One of the main indicators on which economists base their decisions if renting or buying is more lucrative at a given time is the state of rental markets. Across the U.S., the average rent payment rose an astounding 12 percent from January 2013 to December 2014, while home prices increased only 5.8 percent, according to MainStreet. Nationally, RealtyTrac found the monthly home payment on a median-price home is more affordable than the monthly fair market rent in 76 percent of U.S. counties.

RealtyTrac, who analyzed data provided by the U.S. Department for Housing and Urban Development, found that Atlanta is among the top 25 cities with the least affordable fair market rent in the U.S. The interactive Trulia Rent or Buy map shows that buying is an astounding 55 percent cheaper than renting if standard target monthly rent, home price and other factors are used.

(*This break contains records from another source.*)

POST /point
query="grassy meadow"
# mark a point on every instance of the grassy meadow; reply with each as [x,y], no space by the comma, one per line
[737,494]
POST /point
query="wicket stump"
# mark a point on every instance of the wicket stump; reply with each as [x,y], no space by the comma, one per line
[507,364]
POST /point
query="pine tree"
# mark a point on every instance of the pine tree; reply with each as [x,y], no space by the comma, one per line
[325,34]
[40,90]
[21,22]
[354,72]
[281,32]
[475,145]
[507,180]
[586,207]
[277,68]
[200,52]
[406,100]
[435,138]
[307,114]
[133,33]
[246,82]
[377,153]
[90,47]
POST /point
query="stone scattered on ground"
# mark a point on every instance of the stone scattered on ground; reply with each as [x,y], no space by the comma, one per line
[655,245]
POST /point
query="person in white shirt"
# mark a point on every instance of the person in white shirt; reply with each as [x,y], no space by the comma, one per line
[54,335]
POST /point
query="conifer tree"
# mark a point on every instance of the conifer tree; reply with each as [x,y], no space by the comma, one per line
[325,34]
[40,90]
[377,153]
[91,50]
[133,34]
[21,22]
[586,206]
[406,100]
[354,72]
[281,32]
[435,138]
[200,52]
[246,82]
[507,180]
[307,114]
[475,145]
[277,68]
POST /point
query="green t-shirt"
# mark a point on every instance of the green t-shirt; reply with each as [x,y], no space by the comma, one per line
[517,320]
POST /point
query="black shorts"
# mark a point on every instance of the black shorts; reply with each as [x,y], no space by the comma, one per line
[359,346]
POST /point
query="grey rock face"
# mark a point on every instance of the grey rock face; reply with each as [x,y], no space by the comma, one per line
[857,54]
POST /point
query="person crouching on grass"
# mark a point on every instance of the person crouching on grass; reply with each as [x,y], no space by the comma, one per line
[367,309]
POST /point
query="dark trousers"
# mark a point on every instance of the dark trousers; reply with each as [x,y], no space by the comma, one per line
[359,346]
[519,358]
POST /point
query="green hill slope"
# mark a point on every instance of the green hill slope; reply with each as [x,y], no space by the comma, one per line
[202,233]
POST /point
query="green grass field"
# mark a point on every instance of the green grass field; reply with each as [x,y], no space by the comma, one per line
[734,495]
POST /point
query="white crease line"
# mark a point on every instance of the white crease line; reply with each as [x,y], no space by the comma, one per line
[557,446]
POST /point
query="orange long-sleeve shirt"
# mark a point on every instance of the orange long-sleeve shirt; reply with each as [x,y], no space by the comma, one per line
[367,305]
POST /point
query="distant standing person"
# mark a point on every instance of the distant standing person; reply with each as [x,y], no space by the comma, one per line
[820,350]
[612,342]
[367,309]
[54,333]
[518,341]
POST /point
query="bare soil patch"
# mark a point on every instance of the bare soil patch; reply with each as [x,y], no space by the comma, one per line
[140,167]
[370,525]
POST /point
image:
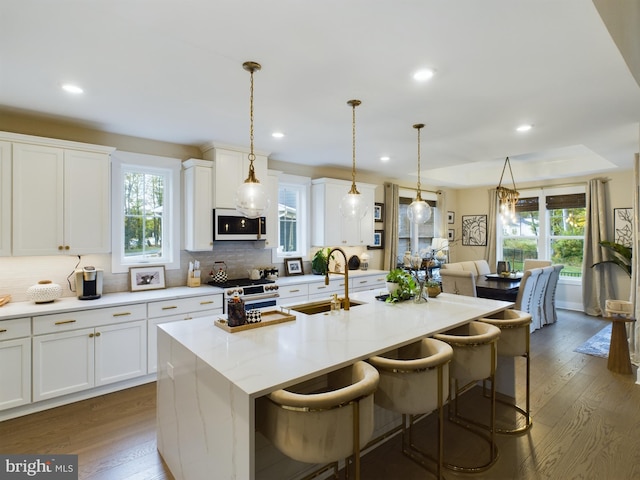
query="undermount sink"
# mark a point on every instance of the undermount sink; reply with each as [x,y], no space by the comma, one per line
[320,307]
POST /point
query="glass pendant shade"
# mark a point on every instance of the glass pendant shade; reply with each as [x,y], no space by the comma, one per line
[252,199]
[353,205]
[419,211]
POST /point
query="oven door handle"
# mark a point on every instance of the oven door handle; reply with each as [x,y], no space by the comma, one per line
[251,298]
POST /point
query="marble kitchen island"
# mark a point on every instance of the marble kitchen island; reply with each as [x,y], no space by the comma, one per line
[209,380]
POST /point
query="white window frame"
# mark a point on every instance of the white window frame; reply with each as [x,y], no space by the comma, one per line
[303,227]
[544,234]
[167,167]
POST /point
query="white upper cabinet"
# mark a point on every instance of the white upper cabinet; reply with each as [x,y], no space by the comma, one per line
[198,204]
[328,227]
[61,198]
[230,170]
[5,199]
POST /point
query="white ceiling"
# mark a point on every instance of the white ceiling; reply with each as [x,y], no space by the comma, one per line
[172,71]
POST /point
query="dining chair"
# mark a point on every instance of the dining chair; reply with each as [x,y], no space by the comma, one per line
[537,308]
[530,263]
[459,282]
[549,304]
[524,300]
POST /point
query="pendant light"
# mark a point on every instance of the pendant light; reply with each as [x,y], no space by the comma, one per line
[353,206]
[251,197]
[419,211]
[508,197]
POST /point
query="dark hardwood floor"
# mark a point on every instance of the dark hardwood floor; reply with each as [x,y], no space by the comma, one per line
[586,424]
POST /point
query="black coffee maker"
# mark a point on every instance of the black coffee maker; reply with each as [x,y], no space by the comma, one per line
[89,283]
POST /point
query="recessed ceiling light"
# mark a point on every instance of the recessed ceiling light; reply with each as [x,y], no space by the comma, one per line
[424,74]
[70,88]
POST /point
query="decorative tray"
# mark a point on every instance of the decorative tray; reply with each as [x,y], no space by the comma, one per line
[270,317]
[511,278]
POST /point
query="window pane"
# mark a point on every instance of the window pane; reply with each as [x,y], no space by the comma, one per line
[569,253]
[516,250]
[567,222]
[143,209]
[526,224]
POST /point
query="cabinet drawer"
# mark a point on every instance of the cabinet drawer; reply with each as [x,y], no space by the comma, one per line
[60,322]
[185,305]
[16,328]
[291,291]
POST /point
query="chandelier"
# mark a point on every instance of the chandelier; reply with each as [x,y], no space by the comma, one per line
[419,211]
[353,206]
[508,197]
[252,200]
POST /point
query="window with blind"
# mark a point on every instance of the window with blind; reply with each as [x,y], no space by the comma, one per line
[549,225]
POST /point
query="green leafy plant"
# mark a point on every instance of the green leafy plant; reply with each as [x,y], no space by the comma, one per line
[620,255]
[319,261]
[407,285]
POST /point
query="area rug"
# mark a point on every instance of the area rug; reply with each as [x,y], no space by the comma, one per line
[598,345]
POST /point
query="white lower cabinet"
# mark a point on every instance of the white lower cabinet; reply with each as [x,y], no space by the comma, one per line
[85,349]
[15,363]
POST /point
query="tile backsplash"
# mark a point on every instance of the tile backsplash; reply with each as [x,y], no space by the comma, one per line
[17,274]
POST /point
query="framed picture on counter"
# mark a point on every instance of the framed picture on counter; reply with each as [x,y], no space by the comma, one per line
[293,266]
[377,240]
[147,278]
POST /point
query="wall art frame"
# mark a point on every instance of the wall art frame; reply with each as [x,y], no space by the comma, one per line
[474,230]
[623,226]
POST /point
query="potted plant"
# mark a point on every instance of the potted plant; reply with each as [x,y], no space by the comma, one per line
[319,261]
[621,256]
[433,288]
[401,285]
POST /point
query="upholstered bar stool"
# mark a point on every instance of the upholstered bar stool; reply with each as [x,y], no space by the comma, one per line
[514,342]
[414,380]
[474,359]
[328,426]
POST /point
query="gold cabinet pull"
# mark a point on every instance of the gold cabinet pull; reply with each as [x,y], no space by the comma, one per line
[64,322]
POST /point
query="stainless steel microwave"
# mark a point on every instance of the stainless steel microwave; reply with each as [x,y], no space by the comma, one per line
[228,224]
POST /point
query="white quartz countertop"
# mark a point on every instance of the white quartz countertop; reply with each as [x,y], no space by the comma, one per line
[310,278]
[70,304]
[265,359]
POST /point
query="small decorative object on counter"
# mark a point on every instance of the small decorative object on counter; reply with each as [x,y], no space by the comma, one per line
[364,261]
[219,272]
[45,291]
[254,316]
[193,276]
[236,314]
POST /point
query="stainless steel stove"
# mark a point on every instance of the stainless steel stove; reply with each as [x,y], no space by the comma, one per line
[255,293]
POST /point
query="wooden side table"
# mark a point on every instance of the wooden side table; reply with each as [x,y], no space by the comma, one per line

As The Washington Post highlighted this week, mortgage rates are hovering near all-time lows. The 30-year fixed rate has remained below 4 percent since November, hasn’t been above 5 percent for more than four years and hasn’t reached 6 percent in a decade. According to the latest data, the 30-year fixed rate average is 3.65 percent and the average 15-year fixed rate average is 2.94 percent. Buyers are taking notice of the lucrative time to buy as mortgage applications are at the highest level since June 2013

While it’s important to take into consideration the current state of the economy before making any major financial decisions, many of the benefits of buying a home will never fluctuate. Clearly identified as one of the best financial investments you can make, buying a home beats tossing away money every month on rent and has proven to be a good diversification of assets. Homeownership has also been linked to greater pride in your community and lasting, positive effects on children.

Homeownership is almost always the clear winner, but in this economy, you can’t afford not to invest in a home.